Many WNBA stars, including Skylar Diggins-Smith, the Phoenix Mercury guard who was the first female athlete to sign with Roc Nation Sports in 2013, Arike Ogunbowale, the Dallas Wings guard who is an ambassador for sneaker community website SoleSavy and launched merchandise with Pwrfwd, and Bird, have stepped out as style ambassadors.

 

Out of all of the players, Bird has had the most talked-about fashion moments. She wears Essentials, Market, and Keiser Clark, and she has a friendly shoe rivalry with P.J. Tucker, the NBA’s top sneakerhead. However, her most memorable moment occurred off the court in 2020, when she co-hosted the ESPYs with Rapinoe in Black designers Pyer Moss, Fear of God, and Christopher John Rogers.

 

“The [ESPYs styles] were a collaboration between me, Megan, [stylist] Karla Welch, and Nike’s Ben Kushner,” Bird explained. “Megan and I discussed it, Karla was on board and helped bring it to life, and Ben was in charge of the footwear.” We wanted to bring attention to designers who aren’t usually recognized.”

 

Bird joined the WNBA in 2002 and has seen the league evolve throughout its 25-year history. She and Gray stated that in the beginning, the league had a “restricted” dress code that didn’t allow for jeans, T-shirts, or sneakers, similar to how former NBA Commissioner David Stern enforced a dress code for male players.

 

“Coming into the league, they stated the style needed to be more business casual,” Gray explained. There would be fewer jeans and more slacks. Sweats would not be seen in the tunnel. People were wearing formalwear, but they weren’t taking as many tunnel shots.”

 

Bird said of the NBA’s dress policy, “We kind of copied and pasted their dress code.” “I believe we had a minor revolution when they took the jeans off. The WNBA’s clothing code was extremely restrictive, which harmed a lot of fashion in the league.”

 

Since she was recruited in 2006, Bird has referred to former WNBA point guard Cappie Pondexter as one of the league’s more stylish players and sees the NBA’s “tunnel fits” as the doorway for players in both leagues to push their style.

 

“Seeing ladies in what they feel good in and comfortable in is how it is for all women out there,” Bird continued.

 

Bird said she might go to Acne Studios, but she’ll first look at the men’s section.

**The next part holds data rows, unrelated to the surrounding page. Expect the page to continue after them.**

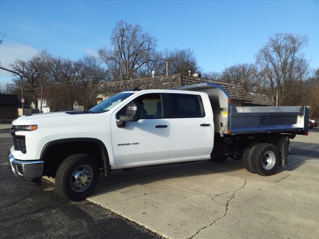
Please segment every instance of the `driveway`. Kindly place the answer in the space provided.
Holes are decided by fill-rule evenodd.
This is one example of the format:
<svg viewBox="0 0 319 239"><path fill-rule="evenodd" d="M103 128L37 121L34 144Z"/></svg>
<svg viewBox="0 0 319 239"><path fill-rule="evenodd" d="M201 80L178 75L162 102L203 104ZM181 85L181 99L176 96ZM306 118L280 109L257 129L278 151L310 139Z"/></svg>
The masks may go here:
<svg viewBox="0 0 319 239"><path fill-rule="evenodd" d="M117 171L88 200L168 238L319 238L319 128L291 145L271 176L231 159Z"/></svg>
<svg viewBox="0 0 319 239"><path fill-rule="evenodd" d="M94 235L115 230L125 232L123 238L159 237L146 229L172 239L319 238L319 128L312 130L309 136L297 136L291 145L289 166L271 176L249 173L241 161L230 159L223 164L204 160L117 170L107 179L101 177L93 195L79 203L59 199L48 183L31 199L27 197L29 193L16 195L21 187L15 182L12 189L6 189L11 201L6 202L2 193L0 198L5 213L1 213L1 229L7 235L16 235L9 232L14 222L10 222L10 215L16 211L10 204L14 205L16 200L12 198L24 197L22 201L16 199L18 215L26 218L25 208L34 207L33 216L24 221L34 220L33 228L30 227L42 236L49 230L52 237L53 232L60 237L63 233L75 235L68 228L76 225L78 235L86 233L88 237L93 237L90 232L96 227L100 231ZM1 159L5 156L2 148ZM10 185L14 179L7 173L4 184ZM1 190L2 175L1 171ZM44 208L48 205L51 207ZM58 213L54 215L55 210ZM43 217L46 213L47 217ZM112 224L110 217L116 222ZM56 231L59 223L63 233ZM110 225L113 225L112 229ZM22 230L22 226L17 227ZM111 235L110 238L119 236Z"/></svg>
<svg viewBox="0 0 319 239"><path fill-rule="evenodd" d="M13 176L6 161L9 134L2 129L0 137L0 239L161 238L89 201L61 199L52 183L43 180L41 187L26 185Z"/></svg>

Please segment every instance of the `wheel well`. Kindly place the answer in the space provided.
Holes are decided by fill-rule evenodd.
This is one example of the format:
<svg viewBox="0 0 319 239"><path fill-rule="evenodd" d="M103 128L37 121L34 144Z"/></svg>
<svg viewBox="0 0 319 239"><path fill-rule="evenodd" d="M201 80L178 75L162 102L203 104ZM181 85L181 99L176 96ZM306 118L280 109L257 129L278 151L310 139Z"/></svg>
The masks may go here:
<svg viewBox="0 0 319 239"><path fill-rule="evenodd" d="M104 169L104 174L107 176L110 170L108 154L102 142L92 140L57 140L44 146L41 156L41 159L44 161L43 176L54 178L62 161L69 156L79 153L91 156L96 160L99 167Z"/></svg>

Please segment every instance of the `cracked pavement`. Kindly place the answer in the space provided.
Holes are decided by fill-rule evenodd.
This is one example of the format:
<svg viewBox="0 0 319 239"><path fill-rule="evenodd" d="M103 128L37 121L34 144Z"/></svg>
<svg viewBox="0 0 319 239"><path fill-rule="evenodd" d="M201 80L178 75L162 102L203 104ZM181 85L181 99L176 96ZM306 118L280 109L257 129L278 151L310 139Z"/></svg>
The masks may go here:
<svg viewBox="0 0 319 239"><path fill-rule="evenodd" d="M51 183L35 187L16 178L6 161L11 139L1 133L0 239L162 238L88 201L62 199Z"/></svg>
<svg viewBox="0 0 319 239"><path fill-rule="evenodd" d="M289 166L271 176L250 173L242 162L230 159L224 164L200 161L117 170L107 179L101 177L87 201L75 206L82 210L99 207L88 201L93 202L107 209L108 213L113 212L136 223L138 228L143 226L166 238L319 238L319 128L312 130L309 136L297 136L291 144ZM39 207L46 205L47 191L53 193L52 185L48 185L38 193ZM27 194L24 197L24 203L30 201ZM58 204L61 199L53 201ZM2 210L2 203L1 207ZM80 225L77 235L89 235L81 231L76 210L70 209L68 216L74 225ZM36 213L49 221L41 221ZM44 237L45 232L52 231L48 222L60 217L61 212L49 208L36 213L30 218L39 235ZM106 216L97 217L103 220ZM56 233L57 237L65 237L65 228ZM129 231L129 227L125 228Z"/></svg>

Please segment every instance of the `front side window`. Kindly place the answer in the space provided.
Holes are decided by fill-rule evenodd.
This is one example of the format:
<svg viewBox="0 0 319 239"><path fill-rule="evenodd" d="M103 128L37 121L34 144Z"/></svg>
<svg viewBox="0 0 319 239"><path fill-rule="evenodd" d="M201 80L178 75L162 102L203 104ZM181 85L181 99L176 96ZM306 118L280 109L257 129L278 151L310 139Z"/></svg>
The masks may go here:
<svg viewBox="0 0 319 239"><path fill-rule="evenodd" d="M204 117L200 96L186 94L170 94L172 118Z"/></svg>
<svg viewBox="0 0 319 239"><path fill-rule="evenodd" d="M162 119L163 104L160 94L147 94L139 96L131 103L140 104L140 119ZM117 114L117 119L125 114L126 107L122 108Z"/></svg>
<svg viewBox="0 0 319 239"><path fill-rule="evenodd" d="M115 95L102 101L100 104L90 109L91 113L103 113L107 112L118 105L134 93L120 93Z"/></svg>

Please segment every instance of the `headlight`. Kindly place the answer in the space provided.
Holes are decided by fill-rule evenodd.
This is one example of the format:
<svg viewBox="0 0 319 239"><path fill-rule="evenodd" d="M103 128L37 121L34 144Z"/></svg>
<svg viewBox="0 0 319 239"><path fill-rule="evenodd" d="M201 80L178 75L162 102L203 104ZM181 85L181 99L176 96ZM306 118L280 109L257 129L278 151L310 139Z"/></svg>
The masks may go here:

She, like Gray, is helping to popularize a new way of merging high and quick fashion – unironically mixing women’s and men’s styles.

 

“Our league is at the intersection of all of those things,” Bird said of the current state of the planet. “We recently had a player come out as trans. We’re a whole market that has yet to be exploited. The chance is to go in now and develop those relationships that will pay off in three to five years. We have a lot of tall athletes, and tall women in general find it difficult to locate clothing in their size. “There’s a huge world out there that hasn’t been explored.”